As an example, let’s say you are currently calling most of the shots about what a group does. Let’s say you propose that everyone meets for giant margaritas next Wednesday at Jorge’s Mexican Ranch. Some guy who’s been power struggling with you a lot then jumps in to say that Wednesday’s not really a good day for him and Thursday would be a lot better... and let’s all do that trendy new lounge instead, that’ll be a much better place than Jorge’s. This is a clear vie for power – he’s rejecting all of your suggestions and making value judgments on them, which is his way of saying to the group, “Hey, this other guy is doing a crap job at leading the group – I can do way better.”

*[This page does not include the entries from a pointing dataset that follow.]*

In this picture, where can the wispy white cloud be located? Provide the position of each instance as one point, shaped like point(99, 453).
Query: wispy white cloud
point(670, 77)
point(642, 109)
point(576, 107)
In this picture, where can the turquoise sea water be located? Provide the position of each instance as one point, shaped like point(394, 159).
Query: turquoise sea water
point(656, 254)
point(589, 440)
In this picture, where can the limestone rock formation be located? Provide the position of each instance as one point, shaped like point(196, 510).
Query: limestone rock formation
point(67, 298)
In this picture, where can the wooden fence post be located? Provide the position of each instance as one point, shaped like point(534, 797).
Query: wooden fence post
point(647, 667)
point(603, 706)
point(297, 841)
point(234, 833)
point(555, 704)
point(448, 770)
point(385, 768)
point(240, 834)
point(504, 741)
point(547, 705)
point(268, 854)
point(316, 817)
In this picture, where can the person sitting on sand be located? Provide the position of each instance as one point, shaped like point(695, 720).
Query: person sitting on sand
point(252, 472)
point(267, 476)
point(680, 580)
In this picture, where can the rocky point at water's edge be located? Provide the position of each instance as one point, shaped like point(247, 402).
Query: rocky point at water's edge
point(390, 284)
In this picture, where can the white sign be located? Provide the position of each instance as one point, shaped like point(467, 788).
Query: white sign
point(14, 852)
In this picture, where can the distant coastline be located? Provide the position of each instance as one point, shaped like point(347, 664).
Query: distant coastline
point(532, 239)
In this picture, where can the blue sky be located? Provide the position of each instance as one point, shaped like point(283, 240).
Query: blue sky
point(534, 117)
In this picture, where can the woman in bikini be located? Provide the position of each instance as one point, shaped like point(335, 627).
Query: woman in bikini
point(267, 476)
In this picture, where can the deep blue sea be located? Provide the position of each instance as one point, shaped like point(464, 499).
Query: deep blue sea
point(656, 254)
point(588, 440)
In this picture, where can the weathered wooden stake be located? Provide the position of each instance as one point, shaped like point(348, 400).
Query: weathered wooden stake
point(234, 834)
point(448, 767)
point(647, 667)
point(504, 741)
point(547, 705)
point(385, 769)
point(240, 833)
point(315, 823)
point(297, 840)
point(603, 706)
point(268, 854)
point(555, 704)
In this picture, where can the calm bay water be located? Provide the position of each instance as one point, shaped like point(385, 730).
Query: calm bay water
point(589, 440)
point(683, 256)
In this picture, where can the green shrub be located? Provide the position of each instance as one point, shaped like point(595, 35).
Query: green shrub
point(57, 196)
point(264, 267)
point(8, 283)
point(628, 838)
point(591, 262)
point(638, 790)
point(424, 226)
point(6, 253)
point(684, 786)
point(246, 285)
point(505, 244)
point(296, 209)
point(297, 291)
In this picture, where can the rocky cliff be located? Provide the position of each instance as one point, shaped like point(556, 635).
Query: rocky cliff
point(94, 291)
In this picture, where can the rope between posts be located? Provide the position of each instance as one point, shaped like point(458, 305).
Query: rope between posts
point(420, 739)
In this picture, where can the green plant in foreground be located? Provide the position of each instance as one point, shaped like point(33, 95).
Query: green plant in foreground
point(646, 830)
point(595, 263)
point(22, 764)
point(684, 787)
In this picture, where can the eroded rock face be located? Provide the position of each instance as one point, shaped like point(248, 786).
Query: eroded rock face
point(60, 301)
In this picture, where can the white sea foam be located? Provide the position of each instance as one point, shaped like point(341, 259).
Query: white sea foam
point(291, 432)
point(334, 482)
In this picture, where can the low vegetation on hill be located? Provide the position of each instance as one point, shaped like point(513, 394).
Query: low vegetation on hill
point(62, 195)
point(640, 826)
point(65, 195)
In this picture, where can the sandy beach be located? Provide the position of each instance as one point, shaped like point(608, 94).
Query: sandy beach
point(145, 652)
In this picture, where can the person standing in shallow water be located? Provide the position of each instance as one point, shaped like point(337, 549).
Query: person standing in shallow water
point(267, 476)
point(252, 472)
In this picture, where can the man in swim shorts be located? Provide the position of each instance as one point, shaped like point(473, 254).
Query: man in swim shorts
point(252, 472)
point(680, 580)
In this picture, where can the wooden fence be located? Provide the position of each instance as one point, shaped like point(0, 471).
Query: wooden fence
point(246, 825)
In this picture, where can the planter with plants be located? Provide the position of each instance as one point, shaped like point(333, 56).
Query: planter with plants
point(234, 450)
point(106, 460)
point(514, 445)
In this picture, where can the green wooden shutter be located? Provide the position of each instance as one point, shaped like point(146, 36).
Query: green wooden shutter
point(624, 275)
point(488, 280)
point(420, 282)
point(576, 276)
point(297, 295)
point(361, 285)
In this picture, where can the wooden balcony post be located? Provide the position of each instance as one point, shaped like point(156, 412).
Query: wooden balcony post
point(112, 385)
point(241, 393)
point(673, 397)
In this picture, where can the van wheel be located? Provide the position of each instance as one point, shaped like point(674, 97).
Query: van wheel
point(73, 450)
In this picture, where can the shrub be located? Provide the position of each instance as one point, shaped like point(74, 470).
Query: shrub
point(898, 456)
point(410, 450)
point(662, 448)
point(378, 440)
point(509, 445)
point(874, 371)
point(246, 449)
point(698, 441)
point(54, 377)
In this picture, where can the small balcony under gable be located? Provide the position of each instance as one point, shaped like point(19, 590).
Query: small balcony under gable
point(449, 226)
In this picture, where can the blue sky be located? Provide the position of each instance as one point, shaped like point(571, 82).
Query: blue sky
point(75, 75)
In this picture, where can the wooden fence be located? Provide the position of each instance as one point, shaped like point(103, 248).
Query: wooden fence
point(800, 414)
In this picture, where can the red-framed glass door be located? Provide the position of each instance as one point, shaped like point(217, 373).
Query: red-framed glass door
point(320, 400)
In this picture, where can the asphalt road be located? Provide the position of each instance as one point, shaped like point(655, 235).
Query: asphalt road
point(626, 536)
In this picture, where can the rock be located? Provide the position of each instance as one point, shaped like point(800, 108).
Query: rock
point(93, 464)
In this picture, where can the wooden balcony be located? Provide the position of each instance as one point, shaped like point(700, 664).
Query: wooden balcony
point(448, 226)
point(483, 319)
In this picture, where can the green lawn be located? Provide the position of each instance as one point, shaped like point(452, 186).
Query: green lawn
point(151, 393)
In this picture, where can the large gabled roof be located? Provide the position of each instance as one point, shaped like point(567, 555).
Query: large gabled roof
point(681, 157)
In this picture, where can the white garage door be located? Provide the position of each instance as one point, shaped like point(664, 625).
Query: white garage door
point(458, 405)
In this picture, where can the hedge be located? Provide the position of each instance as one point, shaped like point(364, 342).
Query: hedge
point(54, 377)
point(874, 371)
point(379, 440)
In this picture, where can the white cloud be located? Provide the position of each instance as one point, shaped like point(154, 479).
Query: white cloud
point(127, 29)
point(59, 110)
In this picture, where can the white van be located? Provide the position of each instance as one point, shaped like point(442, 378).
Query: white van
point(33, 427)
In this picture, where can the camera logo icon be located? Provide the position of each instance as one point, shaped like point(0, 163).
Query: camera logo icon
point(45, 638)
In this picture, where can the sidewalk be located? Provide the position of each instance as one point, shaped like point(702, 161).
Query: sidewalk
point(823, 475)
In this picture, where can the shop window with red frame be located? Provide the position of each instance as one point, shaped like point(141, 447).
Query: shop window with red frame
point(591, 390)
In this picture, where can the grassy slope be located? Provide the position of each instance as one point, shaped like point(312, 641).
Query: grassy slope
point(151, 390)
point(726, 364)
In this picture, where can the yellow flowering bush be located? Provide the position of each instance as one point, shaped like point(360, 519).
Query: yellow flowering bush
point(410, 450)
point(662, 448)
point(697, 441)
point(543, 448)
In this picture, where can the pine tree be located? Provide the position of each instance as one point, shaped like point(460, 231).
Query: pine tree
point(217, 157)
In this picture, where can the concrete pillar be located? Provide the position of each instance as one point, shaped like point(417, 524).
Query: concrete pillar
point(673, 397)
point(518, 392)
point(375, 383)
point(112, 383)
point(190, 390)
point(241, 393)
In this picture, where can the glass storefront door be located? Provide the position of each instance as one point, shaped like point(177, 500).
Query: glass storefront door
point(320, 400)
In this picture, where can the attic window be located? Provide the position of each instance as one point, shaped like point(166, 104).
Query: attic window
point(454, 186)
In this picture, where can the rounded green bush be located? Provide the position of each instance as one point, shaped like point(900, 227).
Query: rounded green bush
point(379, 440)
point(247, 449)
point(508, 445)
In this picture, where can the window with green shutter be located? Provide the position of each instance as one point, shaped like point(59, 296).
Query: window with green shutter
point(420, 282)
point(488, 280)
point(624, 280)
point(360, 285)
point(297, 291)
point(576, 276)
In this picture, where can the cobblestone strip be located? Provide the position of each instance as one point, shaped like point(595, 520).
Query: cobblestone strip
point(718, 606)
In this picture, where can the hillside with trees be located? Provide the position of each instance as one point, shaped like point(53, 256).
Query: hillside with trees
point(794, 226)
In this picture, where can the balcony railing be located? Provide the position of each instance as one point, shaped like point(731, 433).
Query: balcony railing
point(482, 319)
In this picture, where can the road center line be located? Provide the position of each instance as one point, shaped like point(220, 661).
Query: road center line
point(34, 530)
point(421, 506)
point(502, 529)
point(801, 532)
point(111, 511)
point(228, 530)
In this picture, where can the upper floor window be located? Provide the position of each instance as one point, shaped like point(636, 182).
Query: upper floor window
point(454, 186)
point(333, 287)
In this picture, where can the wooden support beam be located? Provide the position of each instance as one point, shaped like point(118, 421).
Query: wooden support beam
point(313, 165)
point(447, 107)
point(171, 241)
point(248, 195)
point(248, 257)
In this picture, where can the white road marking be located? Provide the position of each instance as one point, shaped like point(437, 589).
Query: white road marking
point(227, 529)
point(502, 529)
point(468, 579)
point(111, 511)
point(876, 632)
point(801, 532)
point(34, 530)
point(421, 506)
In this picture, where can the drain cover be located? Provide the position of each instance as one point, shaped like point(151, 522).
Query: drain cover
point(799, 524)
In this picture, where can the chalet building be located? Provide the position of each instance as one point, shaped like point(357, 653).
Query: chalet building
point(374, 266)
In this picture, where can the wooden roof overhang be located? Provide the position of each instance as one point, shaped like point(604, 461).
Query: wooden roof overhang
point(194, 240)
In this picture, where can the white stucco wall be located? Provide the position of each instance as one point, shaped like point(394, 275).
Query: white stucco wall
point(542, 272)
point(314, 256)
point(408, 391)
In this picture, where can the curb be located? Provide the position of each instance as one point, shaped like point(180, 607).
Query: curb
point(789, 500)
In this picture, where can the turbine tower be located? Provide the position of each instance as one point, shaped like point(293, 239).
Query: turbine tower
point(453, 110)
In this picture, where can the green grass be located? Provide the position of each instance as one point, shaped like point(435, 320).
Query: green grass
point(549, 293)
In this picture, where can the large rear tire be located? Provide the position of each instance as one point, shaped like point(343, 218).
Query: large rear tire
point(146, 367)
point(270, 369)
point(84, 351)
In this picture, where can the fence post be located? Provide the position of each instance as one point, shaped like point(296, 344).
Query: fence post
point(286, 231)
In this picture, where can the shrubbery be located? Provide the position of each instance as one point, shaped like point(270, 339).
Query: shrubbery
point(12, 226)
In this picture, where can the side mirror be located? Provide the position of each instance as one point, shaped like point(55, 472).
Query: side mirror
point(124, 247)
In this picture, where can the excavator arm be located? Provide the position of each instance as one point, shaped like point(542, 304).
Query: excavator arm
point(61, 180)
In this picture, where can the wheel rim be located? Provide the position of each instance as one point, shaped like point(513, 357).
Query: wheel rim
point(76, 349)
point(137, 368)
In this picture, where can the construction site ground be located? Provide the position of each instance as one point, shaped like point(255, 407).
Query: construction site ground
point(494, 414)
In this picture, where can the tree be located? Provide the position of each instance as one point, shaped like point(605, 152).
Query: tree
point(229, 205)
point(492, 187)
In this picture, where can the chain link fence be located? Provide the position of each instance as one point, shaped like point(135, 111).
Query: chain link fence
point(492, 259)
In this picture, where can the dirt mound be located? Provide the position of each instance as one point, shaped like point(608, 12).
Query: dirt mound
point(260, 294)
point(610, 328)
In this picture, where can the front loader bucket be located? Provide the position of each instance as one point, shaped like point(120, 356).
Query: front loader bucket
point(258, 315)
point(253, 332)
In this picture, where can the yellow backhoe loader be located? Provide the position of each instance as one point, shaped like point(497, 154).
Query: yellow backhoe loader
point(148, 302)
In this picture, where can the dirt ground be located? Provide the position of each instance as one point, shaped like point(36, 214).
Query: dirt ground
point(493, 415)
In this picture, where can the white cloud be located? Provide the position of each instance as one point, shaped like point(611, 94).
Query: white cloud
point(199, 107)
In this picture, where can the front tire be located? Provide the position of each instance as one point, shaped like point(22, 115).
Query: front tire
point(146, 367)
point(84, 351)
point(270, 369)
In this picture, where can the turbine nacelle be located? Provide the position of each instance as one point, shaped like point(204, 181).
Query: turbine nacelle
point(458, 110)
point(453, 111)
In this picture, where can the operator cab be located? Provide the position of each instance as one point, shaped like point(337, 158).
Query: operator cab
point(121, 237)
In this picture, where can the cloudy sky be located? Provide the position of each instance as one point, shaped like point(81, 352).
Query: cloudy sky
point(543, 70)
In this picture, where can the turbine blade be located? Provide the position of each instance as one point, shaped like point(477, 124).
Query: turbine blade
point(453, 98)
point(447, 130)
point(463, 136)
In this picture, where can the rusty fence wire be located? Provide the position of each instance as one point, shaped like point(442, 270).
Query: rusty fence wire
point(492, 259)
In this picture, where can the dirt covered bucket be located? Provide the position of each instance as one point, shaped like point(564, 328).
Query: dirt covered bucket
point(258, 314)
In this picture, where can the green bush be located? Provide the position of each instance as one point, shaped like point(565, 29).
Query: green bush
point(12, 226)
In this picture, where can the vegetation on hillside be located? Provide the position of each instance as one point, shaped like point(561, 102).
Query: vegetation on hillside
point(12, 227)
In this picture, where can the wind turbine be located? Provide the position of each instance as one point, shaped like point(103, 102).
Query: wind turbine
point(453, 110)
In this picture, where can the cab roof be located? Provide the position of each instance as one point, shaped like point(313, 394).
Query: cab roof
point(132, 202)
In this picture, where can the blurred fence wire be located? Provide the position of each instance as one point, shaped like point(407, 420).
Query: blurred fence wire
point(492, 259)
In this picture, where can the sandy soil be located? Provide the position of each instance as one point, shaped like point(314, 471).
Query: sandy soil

At that point, the other members of the group are either going to say, “Yeah, the lounge sounds great!” or they’re going to mumble and grumble and go, “Nah, let’s do Jorge’s... I don’t like that new lounge.”
The key to winning power struggles here is just having a better thumb on the pulse of the group. If you know what the other people in the group want and are doing a commendable job leading it and helping the group do what it most wants and enjoys to do, any challengers looking to unseat you who don’t have an even BETTER read on what the group wants will fail (and usually un-invite themselves from the group not long after... it can be pretty humbling for a guy to try to seize power in a group and fail; and, generally, if you’re trying to seize power it means you aren’t happy with the current state of things and are trying to remake the group in your own image; if the group just stays the way it is you’re likely to bail and go looking for something more in-line with your wants, needs, and objectives).
Power Struggle Recap
Ultimately, legitimate power struggles are all about one thing: I feel like you aren’t doing a good enough job of tending to my needs.
The person who declines because he just doesn’t care about what you have to offer is telling you that you’re way down the line value-wise – clearly, you’re not taking care of HIS needs (and probably don’t even know what they are).
The person who was good with you for a while but now is fighting you is telling you that somewhere along the line she’s started feeling unsatisfied – and now you either need to shape up, hand the reins over to her, or let her go to find someone who can do a better job of leading her.
And, the person who barges into a group and starts trying to wrest control of it from you is saying, “You don’t have a very good bead on what this group wants – I can do a better job of it,” and going back to the group for a yay or nay vote. One of you will come out on top – and the other will probably soon exit the group.
Remember that to quell the rebellion, you must not just be able to put things back onto terms favorable to you, but fix the value problem you’re having so that rebellions don’t keep springing up.
A band of guerilla fighters doesn’t start fighting the government because it thinks getting shot at and massacred is a good way to spend the next 5 to 20 years. It rebels because it thinks the government is doing a crap job of tending to its needs, and that if it gains control of the nation it can do a better job.
When people are power struggling with you, it’s the same deal, just at a much smaller scale – instead of trying to run a nation, they’re trying to be the ones running the dynamic between you and them.
Fend that off, and do a better job of running things and meeting and exceeding everyone’s needs, and you won’t long need to deal with this.